Jerzy Ficowski, poeta e pesquisador obsessivo, dedicou trinta anos a tentar reconstruir o que pôde da vida e da obra de Schulz. Visitou familiares, rastreou cartas, traduziu pedaços esquecidos. Foi por ele que o nome de Schulz ressurgiu. Foi ele quem convenceu editoras a republicar os contos. Cynthia Ozick tentou ir além: sugeriu em ensaio que Israel organizasse uma operação de recuperação dos manuscritos, algo como um Mossad cultural. Ninguém levou a sério. Ou talvez tenham levado, mas calado. Porque Schulz, no fim, continuava sendo o mesmo: um espectro. Presente e ausente. Lido e desaparecido.

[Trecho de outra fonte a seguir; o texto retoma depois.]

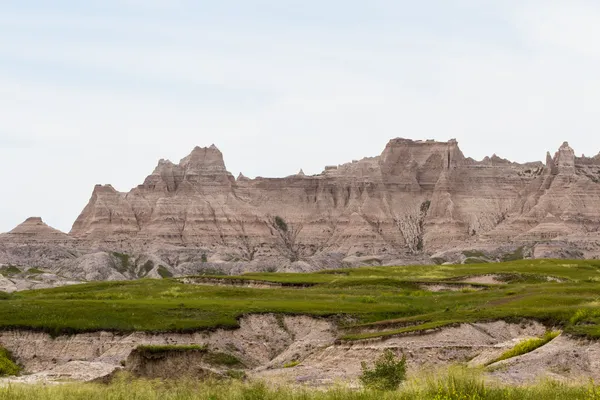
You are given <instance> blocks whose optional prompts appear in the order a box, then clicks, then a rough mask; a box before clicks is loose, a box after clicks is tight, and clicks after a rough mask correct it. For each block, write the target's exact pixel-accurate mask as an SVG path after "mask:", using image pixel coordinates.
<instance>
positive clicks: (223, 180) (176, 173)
mask: <svg viewBox="0 0 600 400" xmlns="http://www.w3.org/2000/svg"><path fill="white" fill-rule="evenodd" d="M234 182H235V178H234V177H233V175H232V174H231V173H229V172H228V171H227V168H226V167H225V161H224V160H223V153H221V151H220V150H219V149H218V148H217V147H216V146H215V145H214V144H213V145H211V146H210V147H198V146H196V147H195V148H194V150H192V152H191V153H190V154H189V155H188V156H187V157H184V158H183V159H182V160H181V161H180V162H179V164H174V163H172V162H170V161H168V160H167V161H165V160H160V161H159V163H158V166H157V167H156V168H155V169H154V172H153V173H152V175H150V176H148V177H147V178H146V180H145V181H144V184H143V185H141V187H140V189H142V188H143V189H147V190H156V191H166V192H177V191H178V190H180V189H182V190H187V191H189V190H194V188H195V187H198V186H205V187H207V186H223V185H225V186H231V184H233V183H234Z"/></svg>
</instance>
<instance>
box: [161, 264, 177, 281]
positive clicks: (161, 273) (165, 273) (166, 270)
mask: <svg viewBox="0 0 600 400" xmlns="http://www.w3.org/2000/svg"><path fill="white" fill-rule="evenodd" d="M158 274H159V275H160V277H161V278H163V279H166V278H172V277H173V274H172V273H171V271H169V270H168V269H167V268H165V266H164V265H159V266H158Z"/></svg>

Hoje, suas obras estão disponíveis em edições da Penguin Classics, como “The Street of Crocodiles and Other Stories”, e no Brasil são publicadas pela Editora 34, em traduções cuidadosas que preservam a densidade lírica de seus contos. Mas Schulz nunca foi exatamente um autor de catálogo. É um nome que reaparece em bibliotecas de obsessivos, em margens de ensaios, em listas sussurradas. Está nas prateleiras de quem coleciona assombrações. Cineastas como Agnieszka Holland já mencionaram sua influência, sobretudo pela atmosfera sonâmbula que atravessa seus textos. Poetas e escritores como David Grossman, Nicole Krauss ou Olga Tokarczuk falam dele como quem evoca um parente distante e espectral, alguém que escreveu do outro lado do espelho. Não porque deixou muitos livros. Mas porque o pouco que escreveu parece conter uma biblioteca inteira, dobrada em miniatura, como aquelas vitrines de relojoeiro, em que tudo ainda pulsa mesmo sob o vidro.

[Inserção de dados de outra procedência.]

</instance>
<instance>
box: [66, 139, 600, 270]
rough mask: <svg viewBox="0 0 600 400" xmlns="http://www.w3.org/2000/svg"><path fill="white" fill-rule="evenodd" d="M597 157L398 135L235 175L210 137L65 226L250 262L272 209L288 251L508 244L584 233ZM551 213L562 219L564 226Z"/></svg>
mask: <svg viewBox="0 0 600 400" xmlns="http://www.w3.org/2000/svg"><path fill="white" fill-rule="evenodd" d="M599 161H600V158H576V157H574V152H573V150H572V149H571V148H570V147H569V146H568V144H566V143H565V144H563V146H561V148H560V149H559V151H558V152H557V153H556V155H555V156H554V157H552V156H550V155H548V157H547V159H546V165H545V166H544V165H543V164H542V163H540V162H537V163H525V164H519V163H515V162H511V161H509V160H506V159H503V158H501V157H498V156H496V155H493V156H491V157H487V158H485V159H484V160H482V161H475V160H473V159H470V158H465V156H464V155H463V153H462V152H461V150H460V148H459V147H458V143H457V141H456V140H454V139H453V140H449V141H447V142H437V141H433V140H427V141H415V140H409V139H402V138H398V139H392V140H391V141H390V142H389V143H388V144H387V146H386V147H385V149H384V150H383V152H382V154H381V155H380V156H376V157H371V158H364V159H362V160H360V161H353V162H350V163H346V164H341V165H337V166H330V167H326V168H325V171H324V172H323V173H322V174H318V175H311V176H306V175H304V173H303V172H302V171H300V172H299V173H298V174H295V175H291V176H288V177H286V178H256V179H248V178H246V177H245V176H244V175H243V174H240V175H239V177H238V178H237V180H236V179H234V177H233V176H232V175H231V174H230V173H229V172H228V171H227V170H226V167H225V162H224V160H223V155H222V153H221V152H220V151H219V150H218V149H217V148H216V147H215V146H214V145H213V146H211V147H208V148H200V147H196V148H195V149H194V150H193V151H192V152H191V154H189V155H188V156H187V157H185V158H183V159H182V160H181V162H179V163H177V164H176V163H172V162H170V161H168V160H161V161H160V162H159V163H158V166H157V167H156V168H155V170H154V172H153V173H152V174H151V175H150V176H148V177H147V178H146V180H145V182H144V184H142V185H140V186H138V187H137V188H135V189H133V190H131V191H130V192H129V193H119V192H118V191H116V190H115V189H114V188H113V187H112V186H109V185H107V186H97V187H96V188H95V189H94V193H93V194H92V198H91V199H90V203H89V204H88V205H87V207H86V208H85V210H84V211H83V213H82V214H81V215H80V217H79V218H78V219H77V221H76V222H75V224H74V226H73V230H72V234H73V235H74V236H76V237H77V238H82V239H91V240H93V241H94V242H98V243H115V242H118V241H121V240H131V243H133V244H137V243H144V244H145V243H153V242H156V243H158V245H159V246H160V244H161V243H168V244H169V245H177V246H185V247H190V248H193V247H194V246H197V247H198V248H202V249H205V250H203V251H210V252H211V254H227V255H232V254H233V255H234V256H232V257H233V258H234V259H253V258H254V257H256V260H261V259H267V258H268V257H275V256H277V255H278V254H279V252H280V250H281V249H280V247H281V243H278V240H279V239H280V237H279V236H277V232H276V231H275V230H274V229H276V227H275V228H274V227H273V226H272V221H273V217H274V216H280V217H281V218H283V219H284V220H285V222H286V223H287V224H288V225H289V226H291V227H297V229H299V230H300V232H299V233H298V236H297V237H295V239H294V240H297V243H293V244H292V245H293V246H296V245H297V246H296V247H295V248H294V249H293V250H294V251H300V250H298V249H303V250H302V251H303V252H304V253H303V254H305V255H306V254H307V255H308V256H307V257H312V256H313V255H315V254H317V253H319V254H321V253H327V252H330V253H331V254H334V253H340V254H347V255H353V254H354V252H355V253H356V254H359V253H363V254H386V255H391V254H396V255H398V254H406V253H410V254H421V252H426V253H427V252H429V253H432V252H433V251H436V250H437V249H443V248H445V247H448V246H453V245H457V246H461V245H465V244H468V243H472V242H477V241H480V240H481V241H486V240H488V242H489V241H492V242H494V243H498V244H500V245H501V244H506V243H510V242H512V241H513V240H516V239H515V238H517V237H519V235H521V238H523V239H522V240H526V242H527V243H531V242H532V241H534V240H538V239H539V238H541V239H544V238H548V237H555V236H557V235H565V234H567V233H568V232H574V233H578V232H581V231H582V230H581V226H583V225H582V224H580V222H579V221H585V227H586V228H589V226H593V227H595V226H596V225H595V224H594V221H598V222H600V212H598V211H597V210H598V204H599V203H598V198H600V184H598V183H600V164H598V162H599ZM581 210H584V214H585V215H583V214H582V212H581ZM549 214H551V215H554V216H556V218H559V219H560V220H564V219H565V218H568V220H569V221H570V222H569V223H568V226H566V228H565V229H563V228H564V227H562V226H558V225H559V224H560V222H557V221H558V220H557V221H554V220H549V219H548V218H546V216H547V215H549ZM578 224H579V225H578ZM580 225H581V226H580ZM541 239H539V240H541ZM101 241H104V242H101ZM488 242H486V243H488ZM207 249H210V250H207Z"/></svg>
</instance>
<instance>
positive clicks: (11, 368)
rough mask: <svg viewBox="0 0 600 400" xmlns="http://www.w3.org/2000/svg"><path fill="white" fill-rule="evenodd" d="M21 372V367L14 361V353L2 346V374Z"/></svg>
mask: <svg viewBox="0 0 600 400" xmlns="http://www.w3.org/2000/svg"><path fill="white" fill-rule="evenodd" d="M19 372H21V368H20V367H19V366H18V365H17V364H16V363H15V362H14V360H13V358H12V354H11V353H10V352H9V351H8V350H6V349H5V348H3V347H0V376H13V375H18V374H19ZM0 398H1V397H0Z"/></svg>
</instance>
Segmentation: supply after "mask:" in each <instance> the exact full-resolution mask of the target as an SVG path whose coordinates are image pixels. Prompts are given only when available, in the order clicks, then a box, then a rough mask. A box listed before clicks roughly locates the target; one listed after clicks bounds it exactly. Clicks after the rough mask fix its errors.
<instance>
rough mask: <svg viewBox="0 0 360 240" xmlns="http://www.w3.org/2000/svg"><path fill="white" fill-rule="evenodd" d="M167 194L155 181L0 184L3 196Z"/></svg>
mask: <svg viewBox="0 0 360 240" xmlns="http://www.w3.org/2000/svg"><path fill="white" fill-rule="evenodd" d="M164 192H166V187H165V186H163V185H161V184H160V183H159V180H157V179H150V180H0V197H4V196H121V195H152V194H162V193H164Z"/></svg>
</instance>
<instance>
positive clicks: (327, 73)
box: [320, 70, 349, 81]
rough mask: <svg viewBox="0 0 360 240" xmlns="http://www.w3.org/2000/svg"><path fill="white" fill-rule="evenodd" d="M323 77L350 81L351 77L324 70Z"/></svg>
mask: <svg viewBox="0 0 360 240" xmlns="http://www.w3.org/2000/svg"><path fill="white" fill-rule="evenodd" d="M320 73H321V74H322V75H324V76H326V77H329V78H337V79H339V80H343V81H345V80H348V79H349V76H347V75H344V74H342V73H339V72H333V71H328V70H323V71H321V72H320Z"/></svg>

Bruno Schulz escreveu como quem sabia que seria lido por poucos. E talvez por isso escrevesse com tanto cuidado. Seus adjetivos não soam como ornamento; são sobrevivência. Cada frase é uma espécie de escudo, ou um bilhete escondido no bolso de alguém que não voltará. Ler Schulz hoje é como ler um sussurro que escapou da extinção. É como encontrar um caderno inteiro dentro de uma caixa de fósforos. A chama já passou, mas a fuligem ainda tem algo a dizer.
A história de Schulz é um parágrafo interrompido. Mas as frases que ele deixou continuam em movimento. Talvez porque ele escrevia como quem não voltaria. Talvez porque seus textos já soubessem que o mundo não o leria inteiro. Mas parte sim. O suficiente para permanecer.